Pseudomonas aeruginosa est une bactérie pathogène opportuniste présente dans de nombreuses niches écologiques, comme les racines des plantes, les eaux stagnantes ou encore les canalisations de nos maisons. Naturellement très polyvalent, il peut provoquer des infections aiguës et chroniques potentiellement mortelles pour les personnes dont le système immunitaire est affaibli. La présence de P. aeruginosa en milieu clinique, où il peut coloniser les respirateurs et les cathéters, constitue une menace sérieuse. De plus, son adaptabilité et sa résistance à de nombreux antibiotiques rendent les infections par P. aeruginosa de plus en plus difficiles à traiter. Il existe donc un besoin urgent de développer de nouveaux antibactériens.
Des scientifiques de l’Université de Genève (UNIGE), en Suisse, ont identifié un régulateur jusqu’alors inconnu de l’expression des gènes chez cette bactérie, dont l’absence réduit considérablement le pouvoir infectieux de P. aeruginosa et son caractère dangereux. Ces résultats, qui seront publiés dans la revue Nucleic Acid Research, pourraient constituer une cible innovante dans la lutte contre ce pathogène.
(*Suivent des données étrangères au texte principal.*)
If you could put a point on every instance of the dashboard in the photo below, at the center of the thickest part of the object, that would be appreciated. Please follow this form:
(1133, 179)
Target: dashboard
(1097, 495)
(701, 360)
Les hélicases à ARN remplissent des fonctions régulatrices essentielles en liant et en déroulant diverses molécules d’ARN pour remplir leurs fonctions. Les hélicases à ARN sont présentes dans les génomes de presque tous les organismes vivants connus, y compris les bactéries, les levures, les plantes et les humains ; cependant, ils ont acquis des propriétés spécifiques selon l’organisme dans lequel ils se trouvent. « Pseudomonas aeruginosa possède une ARN hélicase dont la fonction était inconnue, mais qui a été retrouvée chez d’autres agents pathogènes », explique Martina Valentini, chercheuse à la tête de cette recherche au Département de microbiologie et médecine moléculaire de la Faculté de médecine de l’UNIGE, et titulaire d’un FNS » bourse « Ambizione ». « Nous voulions comprendre quel était son rôle, notamment par rapport à la pathogenèse des bactéries et à leur adaptation environnementale.
Une virulence sévèrement réduite
Pour ce faire, l’équipe genevoise a combiné des approches biochimiques et génétiques moléculaires pour déterminer la fonction de cette protéine. « En l’absence de cette ARN hélicase, P. aeruginosa se multiplie normalement in vitro, aussi bien en milieu liquide qu’en milieu semi-solide à 37°C », rapporte Stéphane Hausmann, chercheur associé au Département de microbiologie et médecine moléculaire. à la Faculté de médecine de l’UNIGE et premier auteur de cette étude. « Pour déterminer si la capacité d’infection de la bactérie était affectée, nous avons dû l’observer in vivo dans un organisme vivant. »
Les scientifiques ont ensuite poursuivi leurs recherches en utilisant les larves de Galleria mellonella, un insecte modèle pour étudier les interactions hôte-pathogène. En effet, le système immunitaire inné des insectes présente d’importantes similitudes avec celui des mammifères. De plus, ces larves peuvent vivre à des températures comprises entre 5°C et 45°C, ce qui permet d’étudier la croissance bactérienne à différentes températures, dont celle du corps humain. Trois groupes de larves ont été observés ; le premier, après injection d’une solution saline, a vu 100% de sa population survivre. En présence d’une souche normale de P. aeruginosa, moins de 20 % ont survécu 20 heures après l’infection. En revanche, lorsque P. aeruginosa ne possédait plus le gène de l’hélicase à ARN, plus de 90 % des larves restaient en vie. « Les bactéries modifiées sont devenues quasiment inoffensives, tout en restant bien vivantes », précise Stéphane Hausmann.
Inhiber sans tuer
Les résultats de ces travaux montrent que ce régulateur affecte la production de plusieurs facteurs de virulence chez les bactéries. « En effet, cette protéine contrôle la dégradation de nombreux ARN messagers codant pour des facteurs de virulence », résume Martina Valentini. « Du point de vue de la stratégie des médicaments antimicrobiens, désactiver les facteurs de virulence de l’agent pathogène plutôt que d’essayer d’éliminer complètement l’agent pathogène, signifie permettre au système immunitaire de l’hôte de neutraliser naturellement la bactérie et de réduire potentiellement le risque de développement de résistance. En effet, si on essaie de tuer les bactéries à tout prix, les bactéries vont s’adapter pour survivre, ce qui favorise l’apparition de souches résistantes. »
L’équipe genevoise poursuit actuellement ses travaux en criblant une série de molécules médicamenteuses connues afin de déterminer si l’une d’entre elles a la capacité de bloquer sélectivement cette protéine, et d’étudier en détail les mécanismes d’inhibition sur lesquels le développement d’une stratégie thérapeutique efficace pourrait être basé.